What are some important optimizations that can be made to a website to reduce the loading time?
Remove/Minimize any bottlenecks on the server side. For this purpose, use a profiler like Xdebug or Zend Debugger to find out where your application is doing expensive and slow operations. Implement caching where possible. Use an OpCode Cache. If this still isn't fast enough consider investing in more CPU or RAM or SSDs (depending on whether you are CPU, IO or Memory bound)
For general server/client side optimizations, see the Yahoo YSlow! User Guide.
It basically sums it up to:
- Minimize HTTP Requests
- Use a Content Delivery Network
- Add an Expires or a Cache-Control Header
- Gzip Components
- Put StyleSheets at the Top
- Put Scripts at the Bottom
- Avoid CSS Expressions
- Make JavaScript and CSS External
- Reduce DNS Lookups
- Minify JavaScript and CSS
- Avoid Redirects
- Remove Duplicate Scripts
- Configure ETags
- Make AJAX Cacheable
- Use GET for AJAX Requests
- Reduce the Number of DOM Elements
- No 404s
- Reduce Cookie Size
- Use Cookie-Free Domains for Components
- Avoid Filters
- Do Not Scale Images in HTML
- Make favicon.ico Small and Cacheable
Also see the comments contributed below, as they contain some additional useful information for other users.
We recently did this on our web site.

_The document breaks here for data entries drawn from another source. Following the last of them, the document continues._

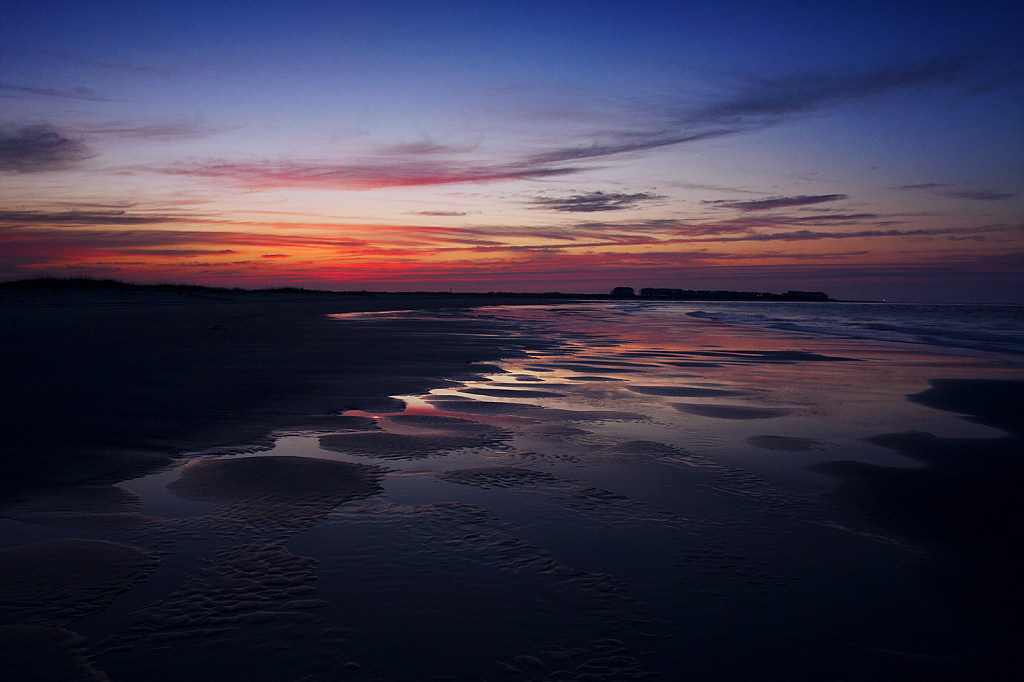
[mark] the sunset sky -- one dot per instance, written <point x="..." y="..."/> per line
<point x="866" y="150"/>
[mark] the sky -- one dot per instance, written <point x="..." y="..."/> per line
<point x="871" y="151"/>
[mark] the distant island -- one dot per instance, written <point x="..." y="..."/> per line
<point x="93" y="285"/>
<point x="720" y="295"/>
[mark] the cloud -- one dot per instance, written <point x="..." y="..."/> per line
<point x="77" y="93"/>
<point x="163" y="130"/>
<point x="979" y="196"/>
<point x="185" y="253"/>
<point x="924" y="185"/>
<point x="759" y="102"/>
<point x="427" y="146"/>
<point x="777" y="202"/>
<point x="39" y="148"/>
<point x="88" y="218"/>
<point x="594" y="201"/>
<point x="367" y="175"/>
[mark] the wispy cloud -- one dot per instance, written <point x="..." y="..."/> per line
<point x="89" y="218"/>
<point x="753" y="103"/>
<point x="427" y="146"/>
<point x="924" y="185"/>
<point x="165" y="130"/>
<point x="759" y="102"/>
<point x="368" y="175"/>
<point x="77" y="93"/>
<point x="776" y="202"/>
<point x="594" y="201"/>
<point x="38" y="148"/>
<point x="979" y="195"/>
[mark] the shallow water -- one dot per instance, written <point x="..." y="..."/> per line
<point x="634" y="504"/>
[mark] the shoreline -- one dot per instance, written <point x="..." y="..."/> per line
<point x="107" y="385"/>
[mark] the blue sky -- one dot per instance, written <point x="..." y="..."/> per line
<point x="871" y="151"/>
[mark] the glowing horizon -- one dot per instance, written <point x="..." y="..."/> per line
<point x="861" y="151"/>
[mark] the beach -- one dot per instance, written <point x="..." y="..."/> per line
<point x="301" y="485"/>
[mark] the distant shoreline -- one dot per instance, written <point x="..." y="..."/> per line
<point x="620" y="293"/>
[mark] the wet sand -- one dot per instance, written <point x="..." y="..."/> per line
<point x="557" y="495"/>
<point x="100" y="386"/>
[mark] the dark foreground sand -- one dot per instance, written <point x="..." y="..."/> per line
<point x="100" y="386"/>
<point x="304" y="567"/>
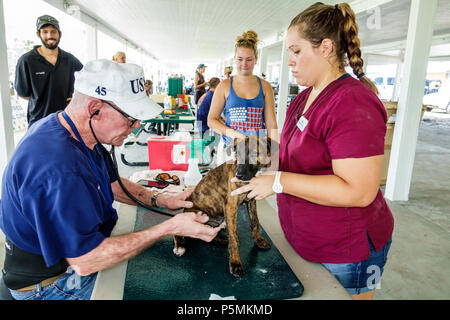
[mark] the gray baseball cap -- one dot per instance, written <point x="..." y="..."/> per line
<point x="46" y="20"/>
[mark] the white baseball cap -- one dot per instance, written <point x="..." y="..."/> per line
<point x="121" y="83"/>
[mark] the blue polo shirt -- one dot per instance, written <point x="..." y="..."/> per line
<point x="51" y="202"/>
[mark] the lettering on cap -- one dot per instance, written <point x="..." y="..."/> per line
<point x="138" y="85"/>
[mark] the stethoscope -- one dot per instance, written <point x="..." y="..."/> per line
<point x="104" y="182"/>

Here we outlined nine techniques that seemed to have the highest impact with the least difficulty: http://mentormate.com/blog/easy-ways-speed-website-load-time/
To reduce network traffic, you can minify static files, such as CSS and Javascript, and use gzip compression on generated content. You can also try using tools such as optipng to reduce the size of images.
However, the first step to take is to actually analyse what's taking all of the time -- whether it's sending the bits over the network, or actually generate the content to send. There's no point making your CSS files 10% smaller if it takes a minute to generate each HTML page.
Don't use whitespace in code.
As already mentioned, you can use Yslow or PageSpeed firefox extension. But you can also use GTmetrix, an online service scanning your page with both tools.